Tive uma relação franca e aberta com Roberto Civita em meus anos de Abril. Uma vez ele me disse que me tinha como a um filho, e em outra me chamou de um dos melhores publishers do mundo, uma “mosca branca”, para usar sua expressão, por eu reunir segundo ele habilidades de editor e de administrador.
Pessoalmente, era uma pessoa adorável, um contador de casos divertido e inteligente.
Roberto Civita teria sido um excelente embaixador da Abril, uma posição em que poderia usar as virtudes que lhe faltavam como editor.
Jornalistas, dizia ele, têm uma vantagem sobre todas as demais atividades. Podem saciar sua curiosidade sem parecerem fofoqueiros: é o jornalismo que as leva a fazer perguntas e mais perguntas, muitas delas indiscretas.
Até por causa disso, jamais deixei de perguntar nada a RC. Nos últimos anos dele, perguntei várias vezes como ele deixara a Veja chegar ao abismo editorial em que hoje está atolada.
Cheguei a cunhar uma expressão em 2006: a Veja se “mainardizara”. Tornara-se uma extensão do então colunista Diogo Mainardi.
Curioso notar, quase dez anos depois, que a imprensa como um todo se mainardizou, na fúria persecutória e desonesta contra Lula.
Tudo isso posto, eu perguntaria a Roberto Civita, hoje, se não lhe ocorreu que era uma indecência viajar no avião de Minas Gerais , com a mulher Maria Antônia, por convite de Aécio.
Milton Friedman, o brilhante economista conservador, tinha uma frase muito citada na mídia brasileira: “Não há almoço grátis.” Jornalistas da Folha dizem que era o motto de Octavio Frias, o velho.
Também não existe vôo grátis. Alguém paga, e no caso era o contribuinte mineiro. A gasolina, o piloto, a manutenção, tudo isso foi bancado, na viagem de RC e sua mulher, pelo cidadão de Minas.
É parte da cultura da plutocracia brasileira: nós podemos tudo.
Você pode imaginar como a Veja trataria o assunto se chegasse à revista a informação de que Lula e Mariza voaram de graça num avião cedido por um governador petista.
É uma lei não escrita segundo a qual os escravos têm que obedecer a leis que não vigoram para os donos.
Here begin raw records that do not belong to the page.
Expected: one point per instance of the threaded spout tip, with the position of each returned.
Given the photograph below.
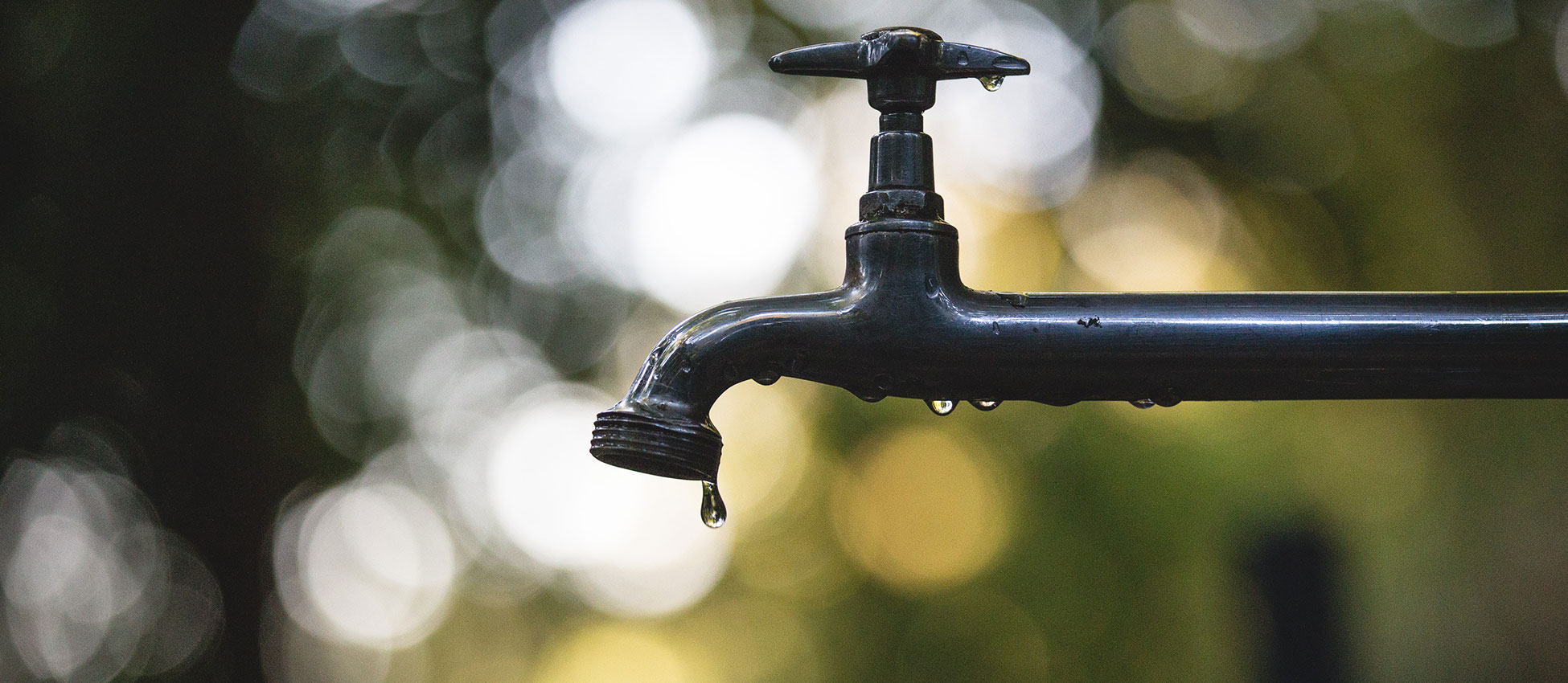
(655, 445)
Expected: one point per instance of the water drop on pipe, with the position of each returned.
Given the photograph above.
(712, 506)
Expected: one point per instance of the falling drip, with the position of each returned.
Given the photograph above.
(712, 506)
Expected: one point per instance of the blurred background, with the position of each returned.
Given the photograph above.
(306, 309)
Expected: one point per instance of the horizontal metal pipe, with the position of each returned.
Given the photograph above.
(904, 325)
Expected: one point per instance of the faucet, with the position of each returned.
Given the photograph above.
(904, 323)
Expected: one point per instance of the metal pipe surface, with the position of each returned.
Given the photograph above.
(904, 325)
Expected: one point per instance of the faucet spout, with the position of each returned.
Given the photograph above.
(904, 323)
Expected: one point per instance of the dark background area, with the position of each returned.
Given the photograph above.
(133, 282)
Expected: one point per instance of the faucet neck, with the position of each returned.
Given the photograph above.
(902, 181)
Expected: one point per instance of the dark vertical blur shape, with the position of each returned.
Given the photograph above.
(151, 267)
(1297, 577)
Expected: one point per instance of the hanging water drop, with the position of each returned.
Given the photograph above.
(712, 506)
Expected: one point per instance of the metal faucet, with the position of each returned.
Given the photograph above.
(904, 323)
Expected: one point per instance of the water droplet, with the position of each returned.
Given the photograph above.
(712, 506)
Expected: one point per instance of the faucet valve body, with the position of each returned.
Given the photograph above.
(901, 67)
(904, 323)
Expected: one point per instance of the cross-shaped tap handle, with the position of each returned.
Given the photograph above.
(901, 64)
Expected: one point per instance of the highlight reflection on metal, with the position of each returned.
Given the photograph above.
(904, 325)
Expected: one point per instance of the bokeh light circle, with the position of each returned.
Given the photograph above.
(623, 66)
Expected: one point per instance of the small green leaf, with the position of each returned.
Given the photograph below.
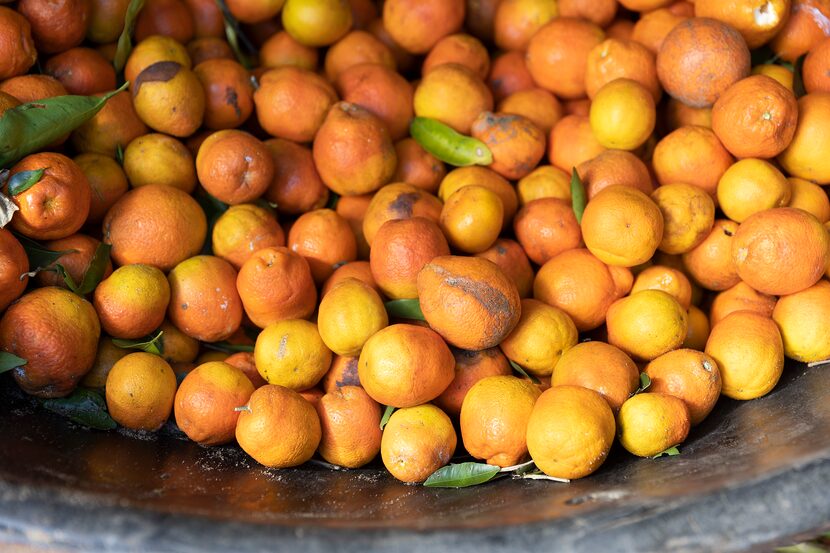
(461, 475)
(9, 361)
(405, 309)
(578, 198)
(24, 180)
(150, 344)
(125, 41)
(83, 406)
(519, 369)
(670, 452)
(386, 414)
(228, 347)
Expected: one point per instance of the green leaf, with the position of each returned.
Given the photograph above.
(125, 41)
(30, 127)
(150, 344)
(386, 414)
(461, 475)
(9, 361)
(670, 452)
(578, 198)
(24, 180)
(519, 369)
(448, 145)
(228, 347)
(83, 406)
(405, 309)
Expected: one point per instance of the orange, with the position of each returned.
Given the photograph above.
(516, 21)
(471, 218)
(350, 167)
(470, 368)
(292, 102)
(132, 301)
(557, 55)
(291, 353)
(579, 284)
(653, 422)
(617, 59)
(689, 375)
(494, 417)
(691, 155)
(545, 228)
(781, 251)
(601, 367)
(540, 338)
(688, 216)
(454, 95)
(58, 204)
(667, 279)
(570, 431)
(279, 429)
(204, 303)
(749, 352)
(700, 59)
(804, 157)
(418, 25)
(276, 284)
(350, 423)
(57, 333)
(710, 263)
(206, 401)
(750, 186)
(452, 289)
(622, 114)
(156, 225)
(349, 315)
(622, 226)
(405, 365)
(13, 264)
(416, 442)
(140, 391)
(512, 260)
(647, 324)
(242, 230)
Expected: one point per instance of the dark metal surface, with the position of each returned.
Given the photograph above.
(751, 473)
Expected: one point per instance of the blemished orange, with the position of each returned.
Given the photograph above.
(570, 431)
(350, 424)
(405, 365)
(494, 417)
(749, 352)
(470, 368)
(291, 353)
(647, 324)
(204, 303)
(140, 391)
(755, 117)
(540, 338)
(206, 401)
(652, 422)
(279, 429)
(689, 375)
(601, 367)
(710, 263)
(452, 289)
(622, 226)
(416, 442)
(57, 333)
(579, 284)
(781, 251)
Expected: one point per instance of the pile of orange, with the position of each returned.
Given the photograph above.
(263, 218)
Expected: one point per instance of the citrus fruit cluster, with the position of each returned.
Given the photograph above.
(526, 227)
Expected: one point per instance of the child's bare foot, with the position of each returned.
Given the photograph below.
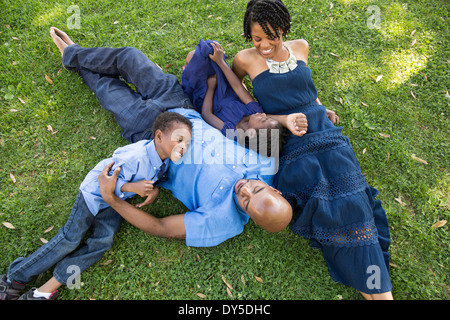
(60, 38)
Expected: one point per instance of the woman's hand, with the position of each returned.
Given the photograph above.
(297, 123)
(218, 56)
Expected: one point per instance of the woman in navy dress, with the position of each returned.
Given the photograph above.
(319, 173)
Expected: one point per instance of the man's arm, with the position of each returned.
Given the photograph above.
(168, 227)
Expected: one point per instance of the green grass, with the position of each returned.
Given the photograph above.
(345, 56)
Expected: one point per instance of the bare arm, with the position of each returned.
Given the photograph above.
(168, 227)
(233, 80)
(207, 106)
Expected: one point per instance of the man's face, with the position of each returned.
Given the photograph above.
(253, 195)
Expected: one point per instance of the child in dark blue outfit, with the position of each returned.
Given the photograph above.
(225, 104)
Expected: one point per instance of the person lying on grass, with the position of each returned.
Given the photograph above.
(225, 104)
(222, 190)
(141, 165)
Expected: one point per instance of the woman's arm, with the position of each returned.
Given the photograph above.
(233, 80)
(207, 106)
(295, 122)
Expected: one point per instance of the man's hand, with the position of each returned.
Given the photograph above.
(151, 196)
(332, 116)
(108, 183)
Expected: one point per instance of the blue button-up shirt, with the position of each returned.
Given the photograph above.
(138, 161)
(204, 179)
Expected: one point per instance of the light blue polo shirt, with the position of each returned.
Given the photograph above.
(138, 161)
(204, 179)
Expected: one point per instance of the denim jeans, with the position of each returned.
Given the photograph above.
(65, 250)
(103, 69)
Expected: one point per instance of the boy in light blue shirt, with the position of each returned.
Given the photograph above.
(222, 183)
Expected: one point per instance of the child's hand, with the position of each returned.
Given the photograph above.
(219, 54)
(143, 187)
(151, 196)
(332, 116)
(297, 124)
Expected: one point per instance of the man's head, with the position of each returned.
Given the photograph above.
(172, 135)
(264, 204)
(261, 133)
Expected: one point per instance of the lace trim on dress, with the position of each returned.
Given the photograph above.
(284, 66)
(358, 234)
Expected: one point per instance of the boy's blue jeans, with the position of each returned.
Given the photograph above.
(65, 250)
(135, 112)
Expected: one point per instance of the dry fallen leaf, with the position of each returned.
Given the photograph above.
(228, 285)
(418, 159)
(334, 54)
(229, 293)
(439, 224)
(399, 200)
(8, 225)
(106, 262)
(48, 79)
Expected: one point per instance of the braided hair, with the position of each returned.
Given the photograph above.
(165, 121)
(267, 13)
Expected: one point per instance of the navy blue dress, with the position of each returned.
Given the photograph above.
(226, 104)
(320, 176)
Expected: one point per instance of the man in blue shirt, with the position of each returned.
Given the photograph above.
(220, 182)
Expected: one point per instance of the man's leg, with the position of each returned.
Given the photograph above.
(101, 68)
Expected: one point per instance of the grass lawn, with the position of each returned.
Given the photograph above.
(389, 85)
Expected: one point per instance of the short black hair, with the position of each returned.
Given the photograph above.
(267, 13)
(165, 121)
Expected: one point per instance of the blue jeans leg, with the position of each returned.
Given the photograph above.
(104, 227)
(64, 242)
(64, 250)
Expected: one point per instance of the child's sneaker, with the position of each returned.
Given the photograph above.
(9, 290)
(29, 295)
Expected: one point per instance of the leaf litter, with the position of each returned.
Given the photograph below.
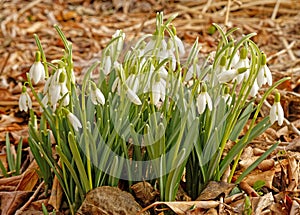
(90, 24)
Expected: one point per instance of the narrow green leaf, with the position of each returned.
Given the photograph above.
(19, 156)
(255, 164)
(10, 158)
(79, 163)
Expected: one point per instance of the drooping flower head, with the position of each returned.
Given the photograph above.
(37, 70)
(203, 100)
(264, 74)
(276, 112)
(24, 100)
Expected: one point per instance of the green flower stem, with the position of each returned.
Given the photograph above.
(39, 45)
(266, 94)
(84, 125)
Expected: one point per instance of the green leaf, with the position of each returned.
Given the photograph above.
(19, 156)
(10, 158)
(235, 150)
(241, 122)
(79, 163)
(255, 164)
(258, 185)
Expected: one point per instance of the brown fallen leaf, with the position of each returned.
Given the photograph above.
(29, 178)
(184, 207)
(293, 174)
(262, 202)
(255, 176)
(144, 192)
(56, 194)
(109, 200)
(248, 189)
(11, 201)
(215, 189)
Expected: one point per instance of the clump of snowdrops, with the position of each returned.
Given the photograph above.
(156, 112)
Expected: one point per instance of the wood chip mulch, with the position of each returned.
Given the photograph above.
(89, 25)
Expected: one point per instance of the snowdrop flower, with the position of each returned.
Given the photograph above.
(107, 64)
(178, 42)
(276, 112)
(44, 101)
(227, 98)
(228, 75)
(203, 99)
(24, 100)
(254, 89)
(132, 96)
(191, 71)
(37, 70)
(97, 96)
(264, 74)
(116, 49)
(158, 89)
(244, 62)
(76, 124)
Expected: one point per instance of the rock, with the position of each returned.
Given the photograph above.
(109, 200)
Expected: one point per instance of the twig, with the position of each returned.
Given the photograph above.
(282, 51)
(21, 210)
(227, 12)
(273, 17)
(289, 124)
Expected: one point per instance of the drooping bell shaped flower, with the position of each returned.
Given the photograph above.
(264, 74)
(203, 99)
(24, 100)
(276, 112)
(37, 70)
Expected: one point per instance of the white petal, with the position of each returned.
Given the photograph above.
(74, 121)
(22, 103)
(227, 75)
(180, 45)
(100, 97)
(254, 89)
(280, 113)
(133, 97)
(208, 101)
(155, 93)
(260, 77)
(201, 103)
(273, 114)
(268, 75)
(107, 65)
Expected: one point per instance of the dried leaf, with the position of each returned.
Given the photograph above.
(184, 207)
(109, 200)
(215, 189)
(56, 194)
(11, 201)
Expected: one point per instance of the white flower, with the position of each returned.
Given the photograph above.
(158, 89)
(276, 113)
(243, 63)
(133, 97)
(191, 71)
(97, 96)
(180, 45)
(37, 72)
(24, 101)
(227, 98)
(44, 101)
(107, 64)
(264, 76)
(74, 121)
(202, 100)
(227, 75)
(254, 89)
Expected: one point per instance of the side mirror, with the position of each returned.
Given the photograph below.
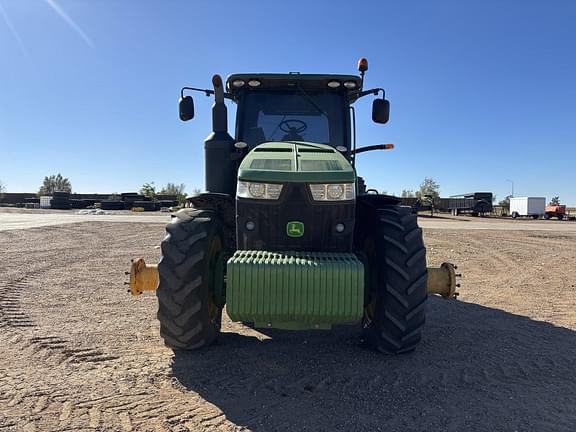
(380, 111)
(186, 108)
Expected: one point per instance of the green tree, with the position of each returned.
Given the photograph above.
(174, 189)
(55, 183)
(148, 190)
(428, 188)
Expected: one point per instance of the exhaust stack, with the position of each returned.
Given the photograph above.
(220, 168)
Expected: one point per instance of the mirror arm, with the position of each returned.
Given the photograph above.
(373, 147)
(373, 91)
(207, 92)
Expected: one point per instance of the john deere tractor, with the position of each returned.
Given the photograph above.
(286, 235)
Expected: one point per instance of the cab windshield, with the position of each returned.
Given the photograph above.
(292, 116)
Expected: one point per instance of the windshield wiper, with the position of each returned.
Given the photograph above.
(311, 101)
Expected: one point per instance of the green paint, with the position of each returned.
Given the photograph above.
(295, 290)
(294, 229)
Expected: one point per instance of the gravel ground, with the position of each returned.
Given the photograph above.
(78, 353)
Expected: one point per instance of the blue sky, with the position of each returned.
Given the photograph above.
(481, 91)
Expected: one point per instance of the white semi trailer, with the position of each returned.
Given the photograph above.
(534, 207)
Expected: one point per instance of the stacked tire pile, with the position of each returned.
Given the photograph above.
(112, 205)
(78, 203)
(146, 205)
(60, 200)
(166, 203)
(129, 198)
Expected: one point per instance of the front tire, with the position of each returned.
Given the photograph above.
(189, 270)
(396, 311)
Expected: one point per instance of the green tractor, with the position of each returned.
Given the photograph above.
(286, 235)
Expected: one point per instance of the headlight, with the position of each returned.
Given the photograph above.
(332, 192)
(258, 190)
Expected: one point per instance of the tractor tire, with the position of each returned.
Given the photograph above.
(189, 318)
(396, 312)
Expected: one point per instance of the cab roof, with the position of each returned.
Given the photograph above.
(294, 80)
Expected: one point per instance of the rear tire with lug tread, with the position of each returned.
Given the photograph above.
(396, 313)
(188, 317)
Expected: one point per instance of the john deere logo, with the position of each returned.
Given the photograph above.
(295, 229)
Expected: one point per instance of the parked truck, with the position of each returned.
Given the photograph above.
(557, 211)
(477, 203)
(533, 207)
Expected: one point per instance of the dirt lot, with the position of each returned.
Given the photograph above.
(78, 353)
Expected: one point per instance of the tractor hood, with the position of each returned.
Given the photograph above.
(296, 162)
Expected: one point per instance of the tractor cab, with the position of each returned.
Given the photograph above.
(294, 107)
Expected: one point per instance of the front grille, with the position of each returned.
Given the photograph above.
(270, 219)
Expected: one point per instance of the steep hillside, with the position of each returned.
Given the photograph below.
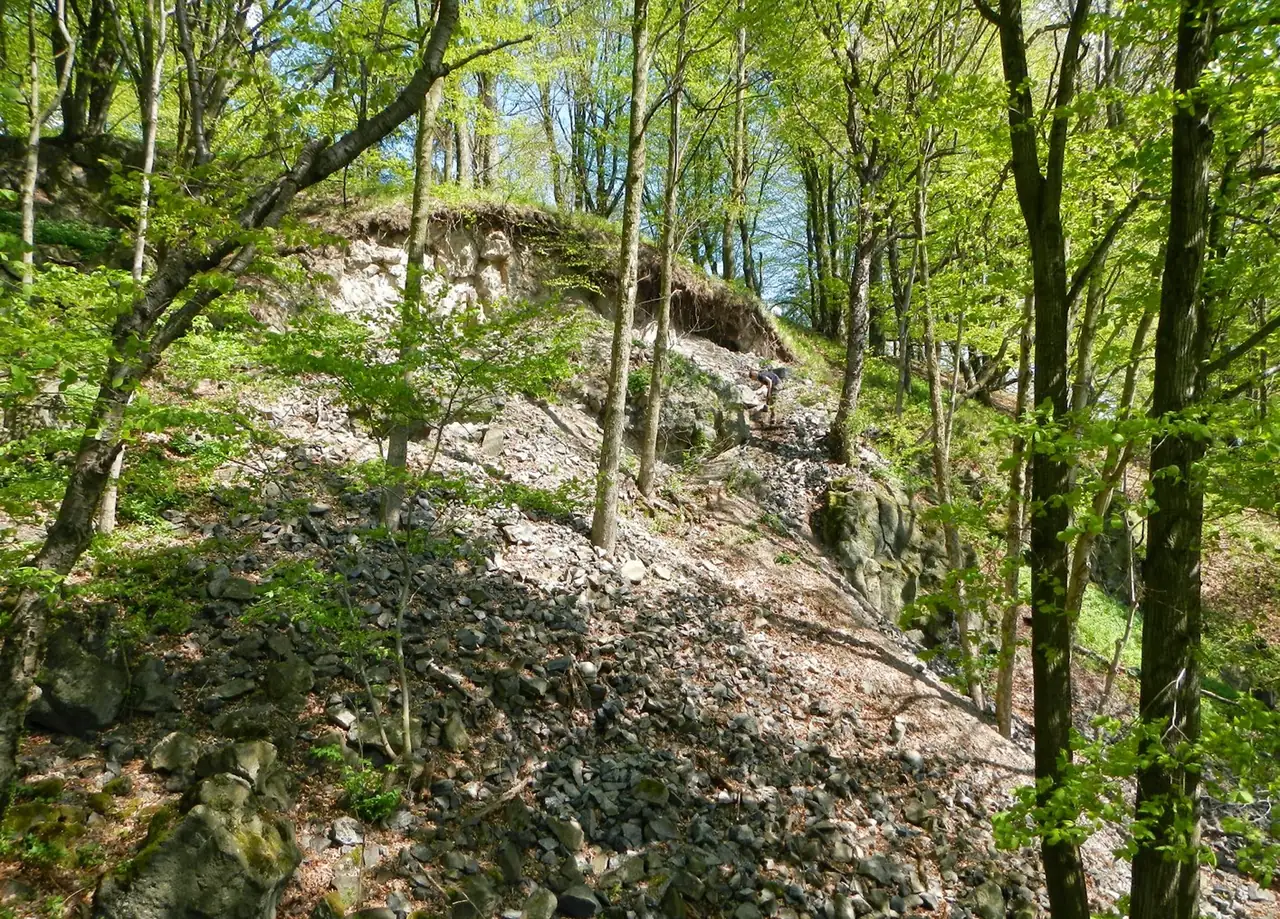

O episódio joga luzes também nas relações entre Aécio e o PSDB e os barões da mídia.
Os tucanos optaram, em sua trajetória, em se acercar não do povo, mas dos donos das empresas de jornalismo.
É revelador o depoimento do jornalista Clayton Netz, que me substituiu na direção da Exame em 2000.
“Certa vez, no fim de 2002, eu estava na sala do Roberto Civita quando a conversa foi interrompida pelo Aécio, que à época era presidente da Câmara dos Deputados”, conta Clayton. “O Doutor Roberto disse: ‘Esse rapaz vive ligando para mim. Não toma nenhuma decisão sem me consultar’.”
Sim. Fora as mamatas concretas oferecidas com dinheiro público, os proprietários das corporações de mídia seviciaram em ser adulados abjetamente por políticos como Aécio.
Parte do ódio a Lula se explica no fim da bajulação. Lula não os consultava. Eles não podiam mais dizer para as mulheres, os amigos e mesmo subordinados como Clayton: “O presidente não toma nenhuma decisão sem me consultar.”
De volta à minha questão: o que RC teria pensado ao subir no avião?
A melhor resposta, para mim, é: nada.
Para ele e para seus colegas barões, privilégios com o dinheiro público eram, como na França dos Luíses, direitos adquiridos.
Texto de Paulo Nogueira, no Diário do Centro do Mundo.